TASIKMALAYA | Priangan.com – Laporan Badan Pemeriksa Keuangan (BPK) Republik Indonesia kembali menyeret kinerja pengelolaan keuangan DPRD Kota Tasikmalaya ke sorotan publik. Temuan terbaru menunjukkan adanya kekurangan pembayaran pajak penghasilan (PPh) senilai Rp1.077.924.802 yang seharusnya disetor ke kas negara pada tahun anggaran 2024.
Temuan ini berawal dari pemeriksaan BPK terhadap belanja gaji dan tunjangan pimpinan serta anggota DPRD Kota Tasikmalaya. Hasil audit mengungkap bahwa bendahara pengeluaran DPRD melakukan pemotongan PPh pasal 21 secara final dengan tarif flat 15 persen. Pemotongan itu mengacu pada Pasal 4 ayat (2) Peraturan Pemerintah Nomor 80 Tahun 2010, yang memperlakukan pimpinan dan anggota DPRD sebagai pejabat negara.

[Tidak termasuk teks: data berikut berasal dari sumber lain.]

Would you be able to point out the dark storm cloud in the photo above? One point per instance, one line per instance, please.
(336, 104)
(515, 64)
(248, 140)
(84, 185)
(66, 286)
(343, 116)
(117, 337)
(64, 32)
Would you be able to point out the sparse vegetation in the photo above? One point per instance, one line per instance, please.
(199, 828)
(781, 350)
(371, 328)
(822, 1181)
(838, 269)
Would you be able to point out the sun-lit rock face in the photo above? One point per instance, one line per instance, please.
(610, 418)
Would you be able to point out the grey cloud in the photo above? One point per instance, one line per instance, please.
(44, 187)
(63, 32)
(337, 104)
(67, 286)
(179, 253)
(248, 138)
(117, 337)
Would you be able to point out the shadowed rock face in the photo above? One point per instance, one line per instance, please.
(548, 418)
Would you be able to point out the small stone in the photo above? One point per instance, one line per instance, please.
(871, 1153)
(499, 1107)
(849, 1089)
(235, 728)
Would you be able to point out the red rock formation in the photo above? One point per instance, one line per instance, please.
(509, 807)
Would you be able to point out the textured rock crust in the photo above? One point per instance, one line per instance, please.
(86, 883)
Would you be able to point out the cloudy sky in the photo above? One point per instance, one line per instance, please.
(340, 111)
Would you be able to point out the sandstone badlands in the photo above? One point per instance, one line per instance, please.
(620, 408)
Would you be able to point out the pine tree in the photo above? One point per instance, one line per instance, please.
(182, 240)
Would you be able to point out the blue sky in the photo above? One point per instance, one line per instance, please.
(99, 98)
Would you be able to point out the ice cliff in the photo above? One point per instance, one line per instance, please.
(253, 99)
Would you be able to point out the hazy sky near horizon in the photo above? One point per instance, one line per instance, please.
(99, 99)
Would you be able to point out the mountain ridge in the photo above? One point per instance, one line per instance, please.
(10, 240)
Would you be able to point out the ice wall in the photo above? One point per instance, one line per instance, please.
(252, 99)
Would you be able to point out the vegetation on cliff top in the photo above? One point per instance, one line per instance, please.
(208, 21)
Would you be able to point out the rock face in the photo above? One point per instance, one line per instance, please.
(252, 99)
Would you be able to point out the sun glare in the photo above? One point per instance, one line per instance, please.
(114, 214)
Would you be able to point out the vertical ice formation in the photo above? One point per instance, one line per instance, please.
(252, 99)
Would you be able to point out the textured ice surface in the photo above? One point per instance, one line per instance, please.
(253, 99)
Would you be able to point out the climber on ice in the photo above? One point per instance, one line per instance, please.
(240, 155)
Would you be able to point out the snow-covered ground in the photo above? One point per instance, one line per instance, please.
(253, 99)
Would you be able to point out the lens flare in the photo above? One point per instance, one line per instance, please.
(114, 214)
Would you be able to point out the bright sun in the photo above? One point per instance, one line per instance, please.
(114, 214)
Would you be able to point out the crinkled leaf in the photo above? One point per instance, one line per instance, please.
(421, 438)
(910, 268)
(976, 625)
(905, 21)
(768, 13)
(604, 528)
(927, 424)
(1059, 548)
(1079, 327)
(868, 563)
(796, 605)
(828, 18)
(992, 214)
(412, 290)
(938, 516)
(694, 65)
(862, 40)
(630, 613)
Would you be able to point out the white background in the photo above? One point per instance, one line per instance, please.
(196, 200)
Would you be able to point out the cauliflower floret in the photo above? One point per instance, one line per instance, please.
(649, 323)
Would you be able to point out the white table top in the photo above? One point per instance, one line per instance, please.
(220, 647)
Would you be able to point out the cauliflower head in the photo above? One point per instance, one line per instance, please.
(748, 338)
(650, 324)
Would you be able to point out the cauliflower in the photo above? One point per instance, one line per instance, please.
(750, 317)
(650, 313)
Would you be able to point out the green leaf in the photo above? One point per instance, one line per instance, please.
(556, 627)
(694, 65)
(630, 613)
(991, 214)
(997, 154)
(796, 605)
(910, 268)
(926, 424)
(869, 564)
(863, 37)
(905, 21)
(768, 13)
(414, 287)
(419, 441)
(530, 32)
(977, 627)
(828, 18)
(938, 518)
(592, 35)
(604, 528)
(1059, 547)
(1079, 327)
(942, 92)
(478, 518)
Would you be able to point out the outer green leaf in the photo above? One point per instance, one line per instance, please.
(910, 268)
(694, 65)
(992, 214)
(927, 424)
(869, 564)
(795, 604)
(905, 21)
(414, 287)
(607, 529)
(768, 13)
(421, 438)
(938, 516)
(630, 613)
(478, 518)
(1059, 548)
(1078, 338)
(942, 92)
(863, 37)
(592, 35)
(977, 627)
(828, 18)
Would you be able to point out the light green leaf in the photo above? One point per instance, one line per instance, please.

Namun, ketentuan itu sudah tidak relevan. Direktorat Jenderal Pajak sejak 29 Januari 2021 telah menerbitkan Nota Dinas Nomor ND-22/PJ/PJ.03/2021 yang secara tegas menyatakan pimpinan dan anggota DPRD provinsi maupun kabupaten/kota tidak termasuk kategori pejabat negara. Aturan ini diperkuat dengan Undang-Undang Nomor 20 Tahun 2023 tentang Aparatur Sipil Negara, yang menegaskan DPRD bukan bagian dari pejabat negara melainkan pejabat publik daerah.
Dengan status tersebut, seharusnya bendahara DPRD Kota Tasikmalaya memotong pajak penghasilan anggota legislatif menggunakan tarif progresif pribadi, bukan tarif final 15 persen. Kesalahan perhitungan inilah yang mengakibatkan negara kehilangan potensi penerimaan pajak lebih dari Rp1 miliar.
Pengamat Kebijakan Publik Tasikmalaya, Rico Ibrahim, menilai temuan ini bukan persoalan teknis belaka, melainkan bentuk kelalaian yang mencederai akuntabilitas keuangan daerah.
“Ini jelas kelalaian serius. DPRD sebagai lembaga legislatif yang mengawasi anggaran, justru lalai dalam urusan pajak yang menyangkut kewajiban mereka sendiri. Angka Rp1 miliar itu bukan kecil, apalagi di tengah kondisi fiskal daerah yang terbatas,” tegas Rico, Sabtu (20/9/2025).
Rico juga menekankan bahwa temuan BPK harus segera ditindaklanjuti. Menurutnya, pemerintah daerah bersama DPRD tidak bisa sekadar menganggap masalah ini sebagai administrasi. Ada konsekuensi hukum dan etika politik yang harus dipertanggungjawabkan.
“Bendahara memang yang langsung salah hitung, tapi DPRD tidak bisa cuci tangan. Mereka menikmati penghasilan dengan pemotongan pajak lebih ringan dari yang seharusnya. Jika tidak ada langkah koreksi, publik bisa menilai ada unsur kesengajaan,” ujarnya.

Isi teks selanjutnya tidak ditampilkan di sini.